A la mi-juin 2024, le gouvernement américain avait annoncé geler les avoirs du groupe en vertu d’un décret sur la violence en Cisjordanie pris par Joe Biden et interdire aux Américains tout contact avec les membres de ce groupe.
Selon Ehoud Olmert, ancien premier ministre, ce qu’Israël « fait actuellement à Gaza est très proche d’un crime de guerre »
Dans un entretien accordé à la BBC, l’ancien premier ministre israélien Ehoud Olmert (2006-2009), a déclaré que ce qu’Israël « fait actuellement à Gaza est très proche d’un crime de guerre », ajoutant qu’est menée « une guerre sans objectif qui ne va certainement rien accomplir en ce qui concerne la libération des otages. (…) A tous points de vue, c’est odieux et scandaleux ».
Le ministre de l’éducation, Yoav Kisch, a écrit sur X que « l’ancien détenu Ehoud Olmert rejoint Yaïr Golan et le chœur de l’extrême gauche, qui diffame l’Etat d’Israël sur la scène internationale. Alors que les soldats de Tsahal risquent leur vie face à un terrorisme meurtrier qui cherche à nous détruire, il choisit d’inciter à la haine et de leur planter un couteau dans le dos.
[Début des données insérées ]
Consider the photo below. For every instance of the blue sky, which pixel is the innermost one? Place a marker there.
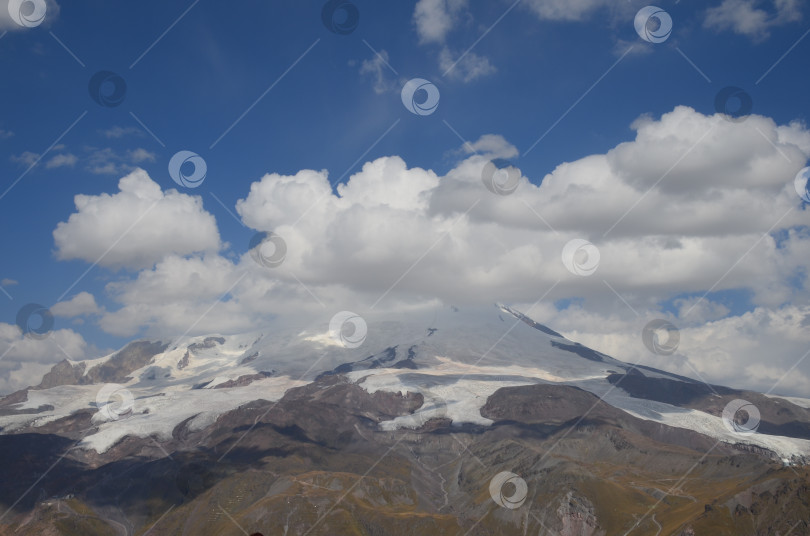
(193, 68)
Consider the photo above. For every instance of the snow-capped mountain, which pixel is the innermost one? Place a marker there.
(439, 375)
(453, 358)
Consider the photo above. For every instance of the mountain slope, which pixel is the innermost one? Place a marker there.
(403, 434)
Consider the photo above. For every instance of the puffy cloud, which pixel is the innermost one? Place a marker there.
(694, 204)
(109, 162)
(467, 68)
(746, 18)
(380, 71)
(435, 18)
(570, 10)
(120, 132)
(135, 227)
(26, 158)
(25, 360)
(672, 211)
(81, 304)
(62, 160)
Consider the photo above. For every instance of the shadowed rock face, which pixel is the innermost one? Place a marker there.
(589, 469)
(115, 370)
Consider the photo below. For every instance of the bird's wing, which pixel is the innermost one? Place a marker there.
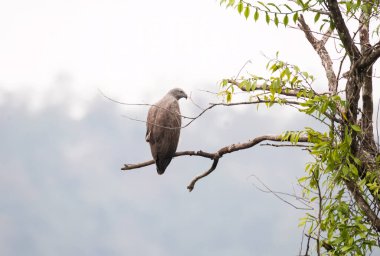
(163, 130)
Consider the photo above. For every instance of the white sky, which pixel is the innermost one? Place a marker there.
(61, 51)
(64, 50)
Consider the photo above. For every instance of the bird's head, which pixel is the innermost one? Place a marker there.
(177, 93)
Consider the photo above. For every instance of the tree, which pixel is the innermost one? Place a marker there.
(343, 182)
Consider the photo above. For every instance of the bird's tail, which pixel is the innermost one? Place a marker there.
(162, 165)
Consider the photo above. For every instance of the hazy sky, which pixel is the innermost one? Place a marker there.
(61, 188)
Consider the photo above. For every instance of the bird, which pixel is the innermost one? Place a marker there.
(164, 127)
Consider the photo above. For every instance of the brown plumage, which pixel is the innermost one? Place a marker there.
(164, 127)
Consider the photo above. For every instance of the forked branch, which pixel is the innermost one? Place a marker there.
(218, 154)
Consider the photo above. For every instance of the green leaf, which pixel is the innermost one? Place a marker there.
(276, 19)
(295, 17)
(317, 16)
(267, 18)
(240, 7)
(230, 3)
(256, 15)
(246, 12)
(356, 128)
(286, 20)
(228, 96)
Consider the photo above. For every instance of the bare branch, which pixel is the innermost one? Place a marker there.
(190, 187)
(363, 205)
(343, 32)
(319, 47)
(218, 154)
(289, 92)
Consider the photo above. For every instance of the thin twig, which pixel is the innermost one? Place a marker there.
(276, 194)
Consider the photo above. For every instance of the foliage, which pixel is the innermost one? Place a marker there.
(342, 182)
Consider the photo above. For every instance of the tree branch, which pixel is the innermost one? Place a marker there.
(287, 92)
(216, 155)
(363, 205)
(319, 47)
(343, 32)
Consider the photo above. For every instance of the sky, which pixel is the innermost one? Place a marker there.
(61, 188)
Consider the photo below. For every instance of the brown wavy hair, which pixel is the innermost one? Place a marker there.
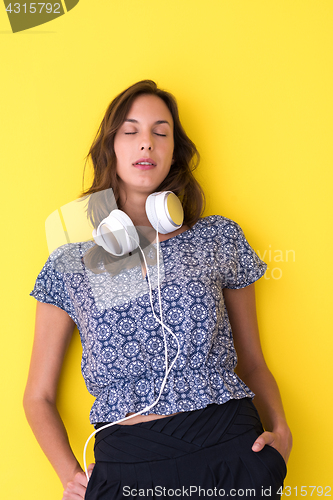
(180, 178)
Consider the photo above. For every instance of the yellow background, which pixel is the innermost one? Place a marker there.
(254, 85)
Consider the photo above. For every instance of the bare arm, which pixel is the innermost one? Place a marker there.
(252, 369)
(53, 332)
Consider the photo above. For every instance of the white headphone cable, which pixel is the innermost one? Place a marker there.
(167, 369)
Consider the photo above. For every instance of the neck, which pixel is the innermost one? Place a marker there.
(133, 204)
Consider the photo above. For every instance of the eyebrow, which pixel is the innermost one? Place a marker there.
(158, 122)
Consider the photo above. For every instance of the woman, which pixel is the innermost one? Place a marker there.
(204, 432)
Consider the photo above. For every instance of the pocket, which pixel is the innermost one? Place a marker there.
(274, 451)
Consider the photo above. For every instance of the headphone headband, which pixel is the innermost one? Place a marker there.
(117, 234)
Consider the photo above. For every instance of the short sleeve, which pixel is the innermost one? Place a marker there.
(241, 265)
(50, 288)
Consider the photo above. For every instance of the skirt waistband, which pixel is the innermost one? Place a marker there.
(176, 435)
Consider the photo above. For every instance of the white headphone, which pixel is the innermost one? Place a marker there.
(118, 235)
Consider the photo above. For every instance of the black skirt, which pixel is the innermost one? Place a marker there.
(196, 454)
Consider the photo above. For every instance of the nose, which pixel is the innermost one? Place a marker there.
(147, 142)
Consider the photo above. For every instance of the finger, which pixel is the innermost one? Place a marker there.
(90, 469)
(75, 489)
(262, 440)
(80, 479)
(72, 496)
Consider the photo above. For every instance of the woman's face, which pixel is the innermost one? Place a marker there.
(144, 145)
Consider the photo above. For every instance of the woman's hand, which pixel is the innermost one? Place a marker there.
(280, 440)
(76, 489)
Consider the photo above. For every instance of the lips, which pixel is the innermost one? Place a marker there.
(145, 164)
Il devrait avoir honte ». La ministre des transports, Miri Regev, a également réagi : « Le Hamas et les terroristes des forces d’élite remercient Ehoud Olmert et Yaïr Golan. »
Les deux ministres font référence aux déclarations de l’ancien chef d’état-major adjoint de l’armée israélienne et chef de file de l’opposition de gauche qui a dénoncé, mardi, qu’« un pays sain ne fait pas la guerre à des civils, n’a pas pour passe-temps de tuer des bébés et ne se fixe pas pour objectif d’expulser des populations », suscitant un tollé du gouvernement l’accusant d’antisémitisme.